Grosjean Lifts Debt Crippled Lotus

Over the weekend, rumours were circulating that the Lotus F1 cars were to be impounded as the Enstone team’s financial problems hit critical point. Even with Pastor Maldonado’s Venezuelan oil backing the team, things are really bad at the team. So, for Romain Grosjean to score his and the teams first podium since the American GP in 2013 was something special. The fact the place was secured after Vettel’s tyre failure is irrelevant, as Grosjean was nailed on to claim third even after his five place grid penalty. Grosjean was fantastic all race and was constantly there, or thereabouts, all race. It was fitting his podium came at Spa, as this was the track in 2012 where the Frenchman earned himself a race ban after causing a first lap pile up, which also led to Mark Webber labelling him as a "first lap nutcase".

This certainly seemed to be the turning point in Grosjean’s F1 career because he has slowly become one of F1’s most underrated drivers, who deserves a lot more than he is getting at Lotus at the minute. He openly admits to working with a sporting psychologist since the incident, and it seems to be working an absolute treat for Grosjean.

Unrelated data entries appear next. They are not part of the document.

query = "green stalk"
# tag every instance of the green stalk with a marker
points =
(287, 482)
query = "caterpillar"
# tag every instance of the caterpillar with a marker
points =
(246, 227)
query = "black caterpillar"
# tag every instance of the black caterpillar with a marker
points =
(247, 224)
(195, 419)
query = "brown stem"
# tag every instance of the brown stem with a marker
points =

Lotus’ trackside chief, Alan Permane revealed that Grosjean’s grid penalty was a result of the team only being able to afford three gearbox units for the 2015 season, again showing the crippling financial problems for the team. The car itself is good, and it showed this at the weekend as both drivers qualified in the top 8 in Spa. At the moment, Renault look like Lotus’ best and only hope of avoiding administration. I certainly hope that Renault buy out the team as it would be a huge shame to see the famous team vanish from its Enstone base where it has held the team under all of its previous guises.

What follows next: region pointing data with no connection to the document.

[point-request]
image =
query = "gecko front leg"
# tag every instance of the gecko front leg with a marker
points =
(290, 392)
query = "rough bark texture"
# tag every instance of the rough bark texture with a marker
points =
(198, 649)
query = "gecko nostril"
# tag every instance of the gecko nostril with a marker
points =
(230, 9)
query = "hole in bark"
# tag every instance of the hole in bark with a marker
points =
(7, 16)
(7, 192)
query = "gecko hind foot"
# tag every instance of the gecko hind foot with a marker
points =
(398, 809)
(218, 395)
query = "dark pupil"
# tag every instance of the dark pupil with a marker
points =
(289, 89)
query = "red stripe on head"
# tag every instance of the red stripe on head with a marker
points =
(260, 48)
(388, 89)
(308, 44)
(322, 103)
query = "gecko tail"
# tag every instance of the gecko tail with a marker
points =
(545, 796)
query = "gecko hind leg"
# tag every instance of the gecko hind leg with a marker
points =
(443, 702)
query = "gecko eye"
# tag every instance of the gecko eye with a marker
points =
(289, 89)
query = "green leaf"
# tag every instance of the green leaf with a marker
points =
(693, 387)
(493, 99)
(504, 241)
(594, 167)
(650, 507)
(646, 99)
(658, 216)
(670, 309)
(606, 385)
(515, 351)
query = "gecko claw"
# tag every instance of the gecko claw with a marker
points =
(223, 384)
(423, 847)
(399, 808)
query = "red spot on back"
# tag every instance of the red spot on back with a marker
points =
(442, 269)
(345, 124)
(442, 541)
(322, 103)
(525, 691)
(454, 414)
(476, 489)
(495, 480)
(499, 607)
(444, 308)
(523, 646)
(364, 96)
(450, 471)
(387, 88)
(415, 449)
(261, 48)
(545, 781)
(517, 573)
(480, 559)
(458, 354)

Red Bull and Renault Finally Set for Divorce?

Rumours have been circulating that Red Bull are looking for a different engine supplier for 2016, and frankly, who could blame them? The partnership that delivered four consecutive World Championships has quickly went south, with both sides blaming the other for the poor season that Red Bull have had. Mercedes seemed to warm to the idea of supplying engines to Red Bull, with the stipulation that it wouldn’t disrupt any agreement already in place, then Red Bull say they want an early exit from their contract. Coincidence?

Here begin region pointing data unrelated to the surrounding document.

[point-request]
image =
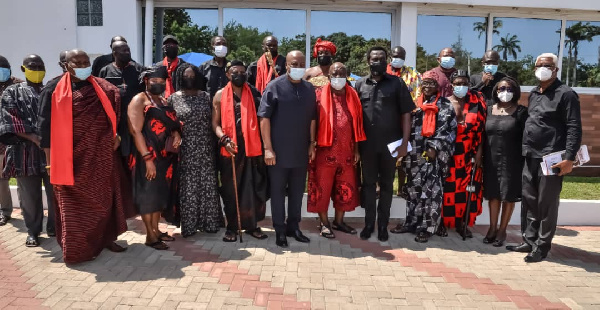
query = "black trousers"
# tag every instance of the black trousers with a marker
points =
(30, 200)
(541, 197)
(377, 167)
(291, 181)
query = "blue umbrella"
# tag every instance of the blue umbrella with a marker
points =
(195, 59)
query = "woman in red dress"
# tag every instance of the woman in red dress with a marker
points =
(471, 113)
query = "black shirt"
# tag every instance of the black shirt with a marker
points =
(554, 122)
(291, 107)
(101, 62)
(213, 76)
(280, 65)
(486, 90)
(383, 104)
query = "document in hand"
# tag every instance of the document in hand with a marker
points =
(394, 145)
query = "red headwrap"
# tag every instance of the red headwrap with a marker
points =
(327, 45)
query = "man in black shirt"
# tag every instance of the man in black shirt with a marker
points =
(554, 125)
(125, 75)
(386, 104)
(484, 82)
(214, 76)
(288, 110)
(104, 60)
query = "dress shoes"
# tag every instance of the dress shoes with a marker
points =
(522, 248)
(298, 235)
(281, 240)
(365, 234)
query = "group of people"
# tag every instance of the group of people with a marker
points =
(114, 139)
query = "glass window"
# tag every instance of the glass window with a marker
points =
(466, 35)
(246, 28)
(520, 40)
(351, 38)
(89, 12)
(581, 54)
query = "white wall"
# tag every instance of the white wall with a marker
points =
(43, 27)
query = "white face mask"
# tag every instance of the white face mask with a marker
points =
(543, 74)
(220, 51)
(505, 96)
(338, 83)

The situation that Red Bull find themselves in deserves some sympathy. All season, Red Bull’s goal has been to fire up Renault to get them to progress and commit for 2016. What Red Bull don’t want is a 2016 season where they are bashing their heads against a wall again. Christian Horner has said he wants to hear what Renault’s plans entail for the future, and has said they will go from there. The spat has not been kept in house at either Red Bull or Renault which has, in my opinion, damaged both outfit’s reputations. Ultimately, Red Bull’s frustration boils down to the fact that F1 is now very engine critical. The first victim of this realisation is Red Bull’s previous firm stance that they could win in any given race and season through chassis design alone. Unfortunately for them, F1 is all about engine power now, not chassis design.